Marco Servetto
Marco Servetto

Reputation: 734

SecurityManager deprecation and reflection with suppressAccessChecks

I'm an university lecturer and I'm revising my lecture on Java reflection. Other years when teaching about the horrors of suppressAccessChecks I was showing that you could set up a SecurityManager and do something like

    if ("suppressAccessChecks".equals(p.getName())){
      StackTraceElement[] st = Thread.currentThread().getStackTrace();
      if(.. st ..) { throw new SecurityException(); }
    }

In this way you can allow for whitelisted deserializers only to call suppressAccessChecks. However, now they are deprecating the SecurityManager. I think the new module system is supposed to help here, but I'm failing to find resources explaining how to support the idea of the whitelisted deserializers above.

Any hint?

Upvotes: 2

Views: 361

Answers (1)

Holger
Holger

Reputation: 298153

With Java modules, setAccessible is already restricted, even without a security manager:

This method may be used by a caller in class C to enable access to a member of declaring class D if any of the following hold:

  • C and D are in the same module.
  • The member is public and D is public in a package that the module containing D exports to at least the module containing C.
  • The member is protected static, D is public in a package that the module containing D exports to at least the module containing C, and C is a subclass of D.
  • D is in a package that the module containing D opens to at least the module containing C. All packages in unnamed and open modules are open to all modules and so this method always succeeds when D is in an unnamed or open module.

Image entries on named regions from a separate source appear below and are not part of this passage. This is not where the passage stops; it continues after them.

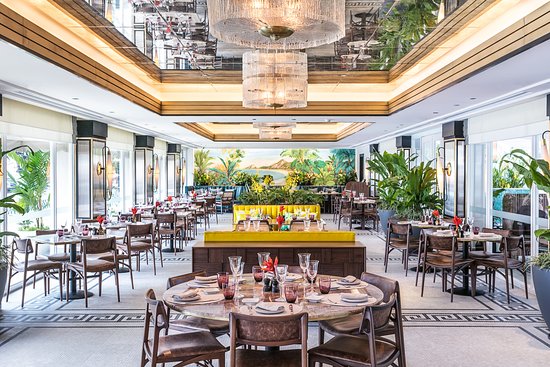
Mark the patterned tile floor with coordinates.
[0,215,550,367]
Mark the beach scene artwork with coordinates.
[195,149,355,185]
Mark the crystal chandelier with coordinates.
[243,50,307,109]
[207,0,346,49]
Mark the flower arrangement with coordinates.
[262,256,279,272]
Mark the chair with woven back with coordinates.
[472,236,529,303]
[384,222,419,276]
[420,234,476,302]
[338,198,363,231]
[141,289,230,367]
[319,272,405,366]
[5,238,63,307]
[66,237,120,307]
[308,295,406,367]
[155,213,182,256]
[166,270,229,337]
[119,223,162,280]
[229,312,308,367]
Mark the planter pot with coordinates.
[532,265,550,329]
[378,209,395,233]
[0,267,8,308]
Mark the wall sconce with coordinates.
[96,146,113,200]
[542,130,550,164]
[436,147,452,194]
[147,153,160,191]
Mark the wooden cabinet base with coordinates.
[193,242,366,277]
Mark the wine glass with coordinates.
[307,260,319,292]
[228,256,242,284]
[275,264,288,285]
[298,253,311,285]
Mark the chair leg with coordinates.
[99,272,103,297]
[84,272,88,308]
[420,263,435,297]
[21,269,27,308]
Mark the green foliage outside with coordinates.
[239,187,324,205]
[370,0,440,70]
[8,151,50,229]
[368,152,443,219]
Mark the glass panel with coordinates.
[468,144,488,228]
[55,143,73,228]
[492,137,532,243]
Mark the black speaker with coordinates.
[76,120,108,139]
[441,121,464,139]
[395,135,412,149]
[136,135,155,149]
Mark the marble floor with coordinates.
[0,215,550,367]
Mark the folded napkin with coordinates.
[256,302,285,312]
[340,293,369,302]
[340,275,357,284]
[195,275,218,282]
[173,289,198,301]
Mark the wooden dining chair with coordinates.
[66,237,120,308]
[5,238,63,307]
[166,270,229,337]
[229,312,308,367]
[319,272,405,361]
[141,289,230,367]
[308,296,406,367]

If we assume a typical scenario of a module M using a persistence service in module P and the members are not accessible anyway, only the last bullet applies; M must open the package(s) to P to enable the access override.

This can be done via a qualified opens directive

module M {
  opens aPackage.needing.persistence to P;
}

This way, only the explicitly specified module(s), i.e. P, can use setAccessible for members of types in aPackage.needing.persistence.

In case of the HotSpot JVM, there’s the option --add-opens allowing to add qualified opens relationships at startup, in addition to declared ones, but there is no option for a module of an already running application to create such a relationship at runtime to gain additional access rights itself (unless the security is already subverted). It’s imaginable that other environments do not even support such a startup option.


It’s worth mentioning that there are still some new restrictions which can’t be circumvented this way. As also mentioned in setAccessible’s documentation:

This method cannot be used to enable write access to a non-modifiable final field. The following fields are non-modifiable:

  • static final fields declared in any class or interface
  • final fields declared in a hidden class
  • final fields declared in a record

See also this answer

In other words, in case of a record type, the persistence service still must use the constructor to deserialize an instance, even when suppressing access checks.